For many years, I've wanted to build a treehouse or a treefort for my kiddos. I had collected plan after plan for seasons on end. When I moved four years ago, I tossed them because I figured I would never get around to eventually doing it. A couple of years ago, my younger brother put a piece of plywood on a couple of limbs of a tree (that I helped plant when I was a little girl.) He and my kiddos climbed up the swimming pool ladder and sat on top of the board and loved it. However, I was afraid that one of them would fall off backwards and get seriously injured or die. So, I needed to rectify that or take the board down. After some long indepth browsing on pinterest, I decided on what I wanted up in the tree (even though I wasn't really the carpenter type.)
So a couple weekends ago, we started the treefort project. First we had to cut down some limbs (which led to cutting down other limbs that were dead and needed to be taken down as well.) The piece of plyboard can be seen in this picture (I forgot to take a 'before' picture.)
Then we cut the limbs into smaller pieces and hauled them out to the road.
Making sure the plyboard was level.
We made the frames for each side. Since the plywood was a 4x8, I put the middle boards 2 foot across. Note to self, if you splurge on a nail gun, spend the extra money to get a really good one (ours kept jamming and took so much extra time between each nailing of each nail.) We learned our lesson.

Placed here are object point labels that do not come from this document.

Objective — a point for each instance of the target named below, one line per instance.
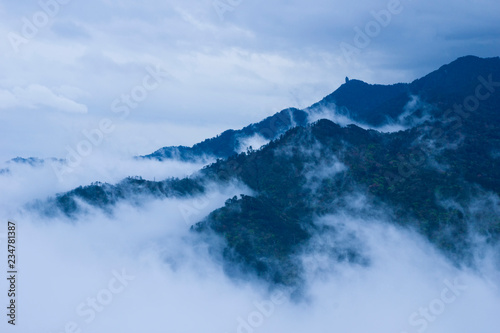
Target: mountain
(231, 142)
(440, 177)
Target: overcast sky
(217, 64)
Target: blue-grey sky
(68, 64)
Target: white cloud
(36, 96)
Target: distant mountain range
(439, 176)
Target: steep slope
(440, 178)
(230, 142)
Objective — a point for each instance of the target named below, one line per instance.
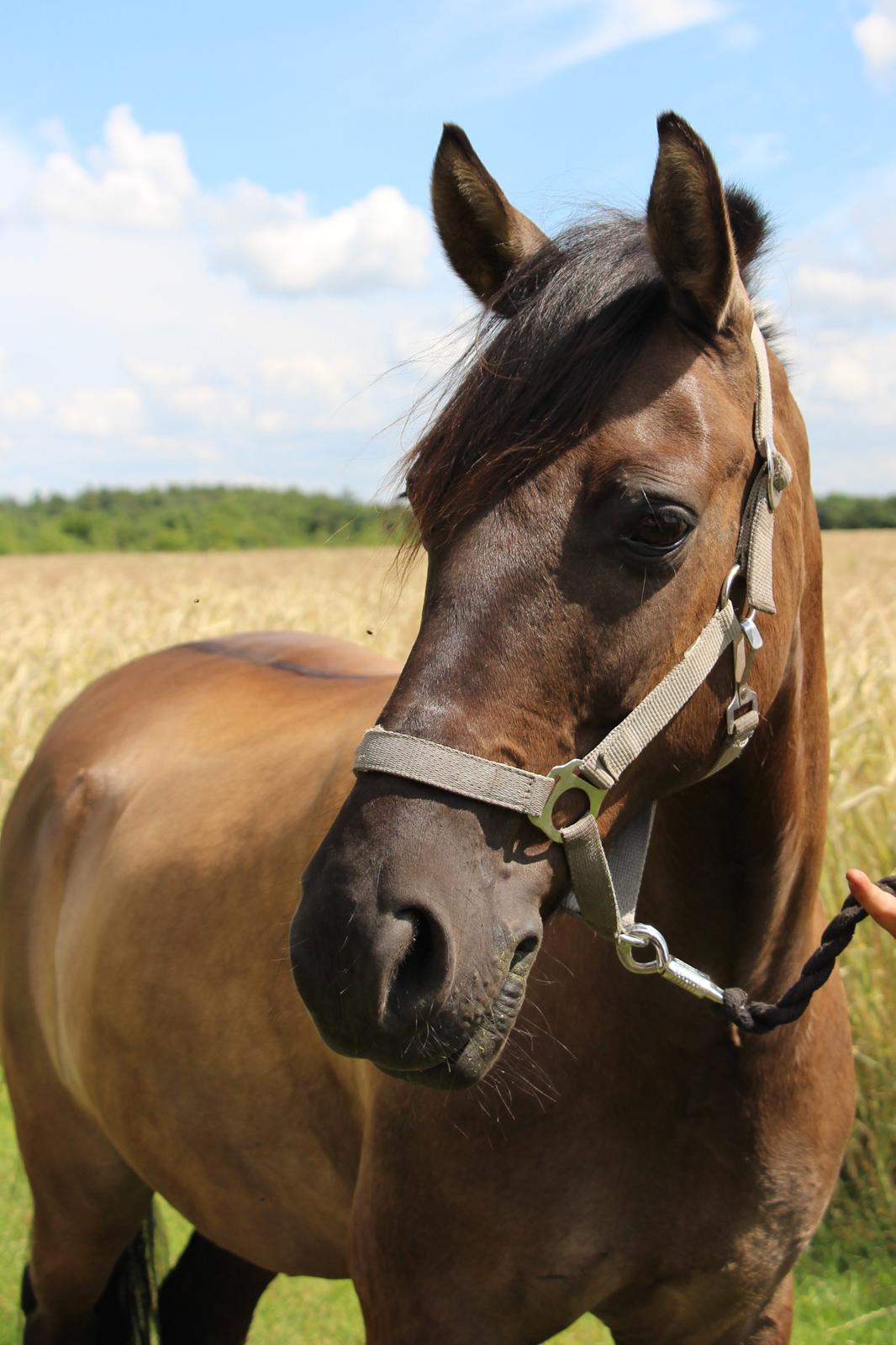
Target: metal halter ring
(642, 936)
(725, 589)
(567, 778)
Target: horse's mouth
(472, 1062)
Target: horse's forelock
(537, 382)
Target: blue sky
(215, 257)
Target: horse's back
(148, 869)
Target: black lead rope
(757, 1017)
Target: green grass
(846, 1284)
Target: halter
(606, 887)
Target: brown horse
(579, 497)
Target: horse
(470, 1107)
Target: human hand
(878, 903)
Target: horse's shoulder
(298, 652)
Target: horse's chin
(472, 1062)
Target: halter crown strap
(606, 887)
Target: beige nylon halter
(606, 887)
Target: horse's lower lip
(472, 1062)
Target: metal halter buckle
(681, 974)
(771, 467)
(567, 778)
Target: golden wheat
(69, 619)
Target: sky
(215, 253)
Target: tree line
(199, 518)
(192, 518)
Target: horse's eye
(661, 530)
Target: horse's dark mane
(535, 382)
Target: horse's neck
(736, 861)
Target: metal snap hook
(642, 936)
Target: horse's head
(580, 499)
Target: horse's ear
(689, 230)
(485, 237)
(750, 225)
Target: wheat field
(69, 619)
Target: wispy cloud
(875, 37)
(156, 326)
(524, 42)
(757, 152)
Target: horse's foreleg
(777, 1320)
(80, 1279)
(208, 1297)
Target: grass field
(67, 619)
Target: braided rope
(757, 1017)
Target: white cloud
(619, 24)
(840, 370)
(147, 320)
(282, 249)
(17, 404)
(759, 152)
(875, 37)
(134, 181)
(510, 45)
(835, 289)
(100, 412)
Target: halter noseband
(606, 887)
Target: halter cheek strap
(606, 885)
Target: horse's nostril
(421, 968)
(525, 948)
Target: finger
(878, 903)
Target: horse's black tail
(128, 1309)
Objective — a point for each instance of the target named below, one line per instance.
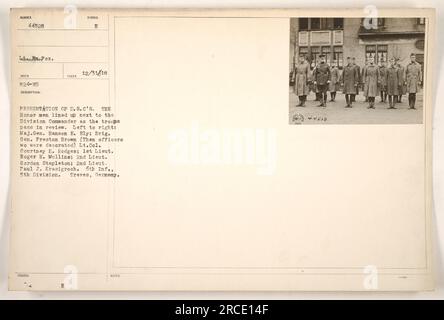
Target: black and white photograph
(356, 70)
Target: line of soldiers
(392, 81)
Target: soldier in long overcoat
(383, 81)
(334, 81)
(370, 77)
(322, 79)
(393, 83)
(301, 74)
(413, 79)
(350, 80)
(401, 72)
(358, 70)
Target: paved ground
(335, 113)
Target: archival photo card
(357, 70)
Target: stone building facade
(339, 38)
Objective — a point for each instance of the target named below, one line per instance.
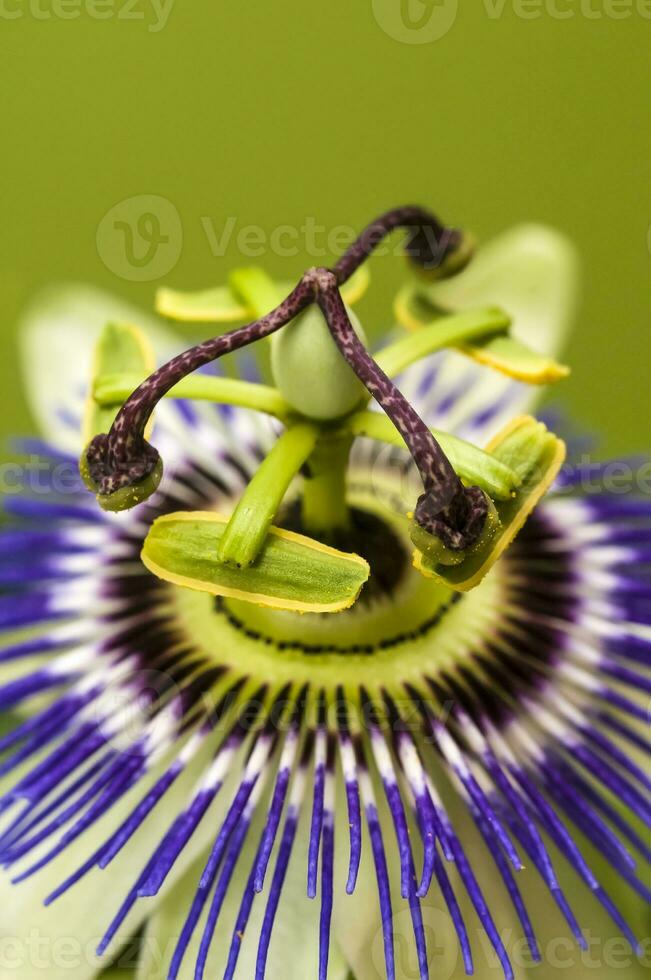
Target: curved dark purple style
(428, 244)
(446, 509)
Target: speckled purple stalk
(428, 244)
(124, 457)
(447, 509)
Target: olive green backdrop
(268, 113)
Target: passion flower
(314, 660)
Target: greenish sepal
(126, 497)
(432, 332)
(292, 572)
(217, 305)
(434, 552)
(120, 348)
(514, 359)
(493, 348)
(309, 370)
(247, 529)
(452, 264)
(475, 466)
(536, 455)
(223, 305)
(112, 388)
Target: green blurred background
(271, 113)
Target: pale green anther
(447, 331)
(536, 455)
(292, 572)
(120, 348)
(475, 466)
(247, 529)
(113, 389)
(495, 349)
(310, 371)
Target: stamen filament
(448, 331)
(324, 490)
(474, 465)
(255, 511)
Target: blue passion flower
(322, 688)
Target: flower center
(404, 625)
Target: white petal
(58, 331)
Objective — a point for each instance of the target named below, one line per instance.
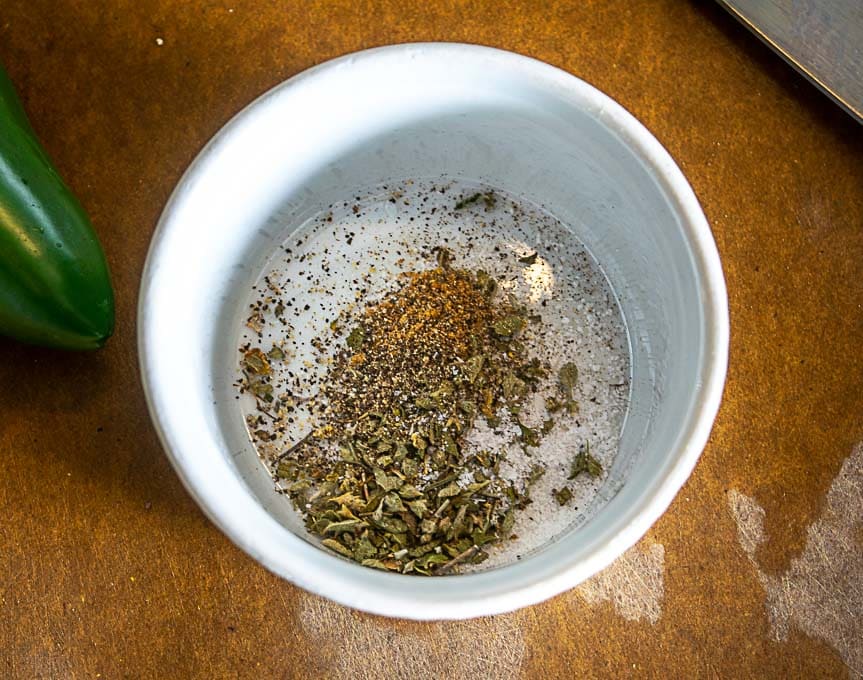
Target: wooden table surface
(107, 567)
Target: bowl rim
(693, 433)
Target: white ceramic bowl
(422, 110)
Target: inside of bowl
(579, 172)
(424, 111)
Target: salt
(350, 255)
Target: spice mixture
(431, 419)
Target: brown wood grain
(107, 567)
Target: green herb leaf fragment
(356, 338)
(567, 377)
(562, 496)
(585, 462)
(335, 546)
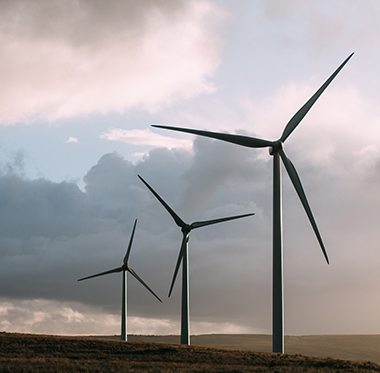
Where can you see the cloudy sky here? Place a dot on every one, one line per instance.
(81, 82)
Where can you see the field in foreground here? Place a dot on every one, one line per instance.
(42, 353)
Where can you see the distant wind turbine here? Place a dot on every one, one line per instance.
(183, 256)
(277, 151)
(125, 268)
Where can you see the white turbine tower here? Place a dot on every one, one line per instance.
(125, 268)
(277, 151)
(183, 256)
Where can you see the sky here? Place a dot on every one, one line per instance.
(81, 83)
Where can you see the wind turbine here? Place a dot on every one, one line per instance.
(277, 151)
(184, 257)
(125, 268)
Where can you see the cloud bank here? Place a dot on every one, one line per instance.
(54, 233)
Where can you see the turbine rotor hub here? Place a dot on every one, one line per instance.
(186, 229)
(277, 146)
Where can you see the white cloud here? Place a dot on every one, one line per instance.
(144, 137)
(67, 59)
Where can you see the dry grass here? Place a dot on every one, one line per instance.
(41, 353)
(353, 347)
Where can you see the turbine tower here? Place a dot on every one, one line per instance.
(277, 151)
(125, 268)
(184, 257)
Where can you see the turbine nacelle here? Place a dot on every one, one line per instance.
(276, 147)
(186, 229)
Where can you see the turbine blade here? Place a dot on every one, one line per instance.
(126, 258)
(176, 218)
(302, 196)
(138, 278)
(250, 142)
(115, 270)
(199, 224)
(293, 123)
(180, 256)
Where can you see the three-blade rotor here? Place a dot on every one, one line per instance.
(186, 228)
(125, 267)
(277, 146)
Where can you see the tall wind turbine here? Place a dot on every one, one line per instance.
(184, 257)
(125, 268)
(277, 151)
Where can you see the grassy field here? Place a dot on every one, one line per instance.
(42, 353)
(354, 347)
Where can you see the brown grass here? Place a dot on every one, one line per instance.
(42, 353)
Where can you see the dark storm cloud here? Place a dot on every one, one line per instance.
(54, 233)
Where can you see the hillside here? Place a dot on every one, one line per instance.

Then we clamped each side down until we nailed them down (and made sure they all fit snugly.)
In addition to nailing down the frames, we also used these things to secore the frames to the bottom.
All four sides are now up. We left a gap on the side closest to the tree to allow room for the ladder (to get up and down) as well as the kiddos to climb out onto the limb (when they're older.)
We used a compressor to use for the nail gun. The only issue was the weather. It was cold and it took a long time to get the compressor going (and stay going.)
We bought picket fence boards to put along the sides. However, we needed them a certain length and had to cut each of the 48 boards. Of course, it was a labor of love.
Starting the sides. Luckily those Christmas hardware store giftcards came in handy! We got all the clamps and most of the boards with them (we had a stash of them!) It was definitely a family project.
There were a couple of places where the boards didn't fit exactly. We also cut the length of the picket boards to fit in those places. We didn't know what to use between each board either and used a pencil to mark each space inbetween them.
View from one side of the finished project.
And from the other side. We let my son decide how big the space was going to be. He also determined the height of the picket boards themselves. He gave us a lot of input and was a great help the whole way through.